I’ve been thinking about this for some time now.  Yes, it’s a privilege to be one of the bloggers at Civil Religion and have a (small) established readership that I can tap into at that site.  But where do I go if I want to wax on about that which is not religious in scope?  What if I want to write about the movie I’ve just seen and can’t come up with a good spiritual subtext or Christ-figure to pass it off at C.R.?  What if I want to make fun of share the latest cute story about my children, or rant about politics, or post a video of someone’s pet porcupine?  Don’t knock the pet porcupine video if you never saw it.

I realize I risk creating a sacred/secular divide which goes against everything I hold dear.  All of life is sacred, even if I can’t spot the subtext, and the porcupine is evidence of the glory of God. As are my children.  But it’s tiring sometimes to have to tie it all together.  So I’ll only do that here when it seems organic, to use a horribly overused word.
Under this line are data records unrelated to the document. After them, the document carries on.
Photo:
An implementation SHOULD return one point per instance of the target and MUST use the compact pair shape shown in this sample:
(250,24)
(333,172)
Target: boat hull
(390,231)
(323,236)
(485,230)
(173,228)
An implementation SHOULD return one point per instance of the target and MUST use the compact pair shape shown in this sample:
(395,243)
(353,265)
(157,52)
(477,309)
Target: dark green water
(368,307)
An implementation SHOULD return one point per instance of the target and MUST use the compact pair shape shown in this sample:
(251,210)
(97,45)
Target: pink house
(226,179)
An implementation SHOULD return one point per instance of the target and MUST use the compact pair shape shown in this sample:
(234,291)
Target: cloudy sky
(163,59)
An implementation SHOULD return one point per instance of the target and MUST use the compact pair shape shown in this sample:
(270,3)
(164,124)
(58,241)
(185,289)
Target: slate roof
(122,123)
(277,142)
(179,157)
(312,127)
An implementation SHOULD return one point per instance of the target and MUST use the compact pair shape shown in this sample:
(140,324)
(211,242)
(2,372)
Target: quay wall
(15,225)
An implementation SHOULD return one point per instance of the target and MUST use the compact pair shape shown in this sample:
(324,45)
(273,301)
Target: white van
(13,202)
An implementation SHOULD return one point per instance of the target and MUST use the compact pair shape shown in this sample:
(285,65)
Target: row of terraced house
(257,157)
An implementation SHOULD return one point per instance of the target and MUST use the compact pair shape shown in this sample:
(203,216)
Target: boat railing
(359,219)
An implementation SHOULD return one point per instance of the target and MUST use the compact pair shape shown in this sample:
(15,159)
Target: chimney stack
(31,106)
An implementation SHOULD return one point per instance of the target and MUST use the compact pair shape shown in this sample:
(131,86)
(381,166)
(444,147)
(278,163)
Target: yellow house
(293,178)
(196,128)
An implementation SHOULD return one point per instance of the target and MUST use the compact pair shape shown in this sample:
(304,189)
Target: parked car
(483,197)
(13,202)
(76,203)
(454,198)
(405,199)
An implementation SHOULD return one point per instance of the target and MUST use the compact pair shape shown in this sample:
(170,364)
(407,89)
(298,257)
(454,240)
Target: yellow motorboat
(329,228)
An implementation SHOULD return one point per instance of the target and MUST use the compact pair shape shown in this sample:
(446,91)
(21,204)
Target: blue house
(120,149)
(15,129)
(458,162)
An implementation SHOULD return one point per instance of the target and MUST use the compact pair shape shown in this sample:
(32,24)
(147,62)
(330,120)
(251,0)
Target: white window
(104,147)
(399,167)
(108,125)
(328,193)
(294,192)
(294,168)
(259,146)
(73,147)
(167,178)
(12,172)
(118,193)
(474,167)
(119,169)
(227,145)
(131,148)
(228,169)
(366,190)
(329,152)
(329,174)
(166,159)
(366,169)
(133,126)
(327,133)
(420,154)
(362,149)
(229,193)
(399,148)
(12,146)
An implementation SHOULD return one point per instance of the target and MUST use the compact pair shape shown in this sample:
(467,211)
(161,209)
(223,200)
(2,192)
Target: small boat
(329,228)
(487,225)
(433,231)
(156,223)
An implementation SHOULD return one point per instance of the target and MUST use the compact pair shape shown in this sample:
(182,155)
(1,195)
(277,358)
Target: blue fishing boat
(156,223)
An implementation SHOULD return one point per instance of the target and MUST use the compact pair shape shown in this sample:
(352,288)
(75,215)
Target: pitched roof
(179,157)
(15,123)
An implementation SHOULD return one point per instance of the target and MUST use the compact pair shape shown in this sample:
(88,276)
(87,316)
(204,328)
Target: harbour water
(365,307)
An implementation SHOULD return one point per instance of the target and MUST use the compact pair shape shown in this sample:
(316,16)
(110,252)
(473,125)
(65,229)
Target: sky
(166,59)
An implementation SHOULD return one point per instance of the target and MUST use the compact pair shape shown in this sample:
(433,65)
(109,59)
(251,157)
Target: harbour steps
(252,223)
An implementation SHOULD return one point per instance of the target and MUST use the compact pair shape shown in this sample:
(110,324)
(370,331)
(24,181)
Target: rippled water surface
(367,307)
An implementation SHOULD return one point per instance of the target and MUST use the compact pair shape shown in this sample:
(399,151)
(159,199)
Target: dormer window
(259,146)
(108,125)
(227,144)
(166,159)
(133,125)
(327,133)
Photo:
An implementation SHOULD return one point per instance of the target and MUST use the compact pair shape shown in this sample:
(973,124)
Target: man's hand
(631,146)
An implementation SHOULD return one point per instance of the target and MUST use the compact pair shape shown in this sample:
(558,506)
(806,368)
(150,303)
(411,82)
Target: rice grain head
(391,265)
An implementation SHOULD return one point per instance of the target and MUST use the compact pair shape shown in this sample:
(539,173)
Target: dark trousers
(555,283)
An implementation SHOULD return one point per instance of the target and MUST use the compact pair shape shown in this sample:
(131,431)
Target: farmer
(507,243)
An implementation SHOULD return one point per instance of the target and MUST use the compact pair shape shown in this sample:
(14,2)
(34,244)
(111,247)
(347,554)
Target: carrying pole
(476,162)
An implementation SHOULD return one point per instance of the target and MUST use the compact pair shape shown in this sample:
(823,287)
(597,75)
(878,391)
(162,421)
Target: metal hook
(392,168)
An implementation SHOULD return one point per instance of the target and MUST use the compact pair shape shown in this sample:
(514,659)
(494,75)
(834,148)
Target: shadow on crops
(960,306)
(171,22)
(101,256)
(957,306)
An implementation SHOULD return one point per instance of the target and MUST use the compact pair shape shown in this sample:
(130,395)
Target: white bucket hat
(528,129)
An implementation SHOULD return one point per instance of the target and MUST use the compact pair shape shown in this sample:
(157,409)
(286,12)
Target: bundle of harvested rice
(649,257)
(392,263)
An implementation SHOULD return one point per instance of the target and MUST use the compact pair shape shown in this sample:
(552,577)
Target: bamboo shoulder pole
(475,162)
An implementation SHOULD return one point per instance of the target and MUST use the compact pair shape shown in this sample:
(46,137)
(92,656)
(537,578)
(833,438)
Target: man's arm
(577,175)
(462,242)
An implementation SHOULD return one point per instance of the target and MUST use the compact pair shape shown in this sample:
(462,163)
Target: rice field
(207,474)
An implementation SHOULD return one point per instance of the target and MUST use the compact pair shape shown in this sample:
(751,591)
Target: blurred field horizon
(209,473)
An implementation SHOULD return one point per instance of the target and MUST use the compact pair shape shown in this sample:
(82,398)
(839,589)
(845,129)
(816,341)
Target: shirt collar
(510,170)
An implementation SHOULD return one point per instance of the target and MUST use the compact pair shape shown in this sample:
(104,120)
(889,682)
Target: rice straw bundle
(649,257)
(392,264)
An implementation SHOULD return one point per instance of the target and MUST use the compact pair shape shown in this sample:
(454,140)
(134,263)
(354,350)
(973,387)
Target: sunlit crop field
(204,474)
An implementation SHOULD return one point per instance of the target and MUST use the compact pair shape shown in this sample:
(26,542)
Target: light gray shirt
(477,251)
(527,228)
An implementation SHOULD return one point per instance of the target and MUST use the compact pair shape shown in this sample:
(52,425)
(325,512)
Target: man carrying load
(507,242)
And speaking of things I hold dear, grammar is not one of them.  I have a degree in English.  It didn’t stick.  I prefer to write the way that I speak, for good and ill, and that sentence fragment in the previous paragraph (“As are my children”) is an example of the disregard I have for rules.  My issues with authority are not limited to grammar, but I’m laying it out there to avoid complaints from those of you who would never abandon a sentence fragment in it’s nakedness, or leave a participle twisting in the wind.  I’m sorry.  Please take me as I am or leave me in peace.

And so I’m giving myself this blog for Christmas.  I’ve been thinking that I’m too busy to do it, that it’s too self-indulgent, that I really need to buckle down and devote myself to, oh, I don’t know – the laundry, maybe?  But what the heck.  Life is short and I want to do this.  I’m slow and clumsy with the technical side of blogging, but I’ll learn as I go.  Onward and upward!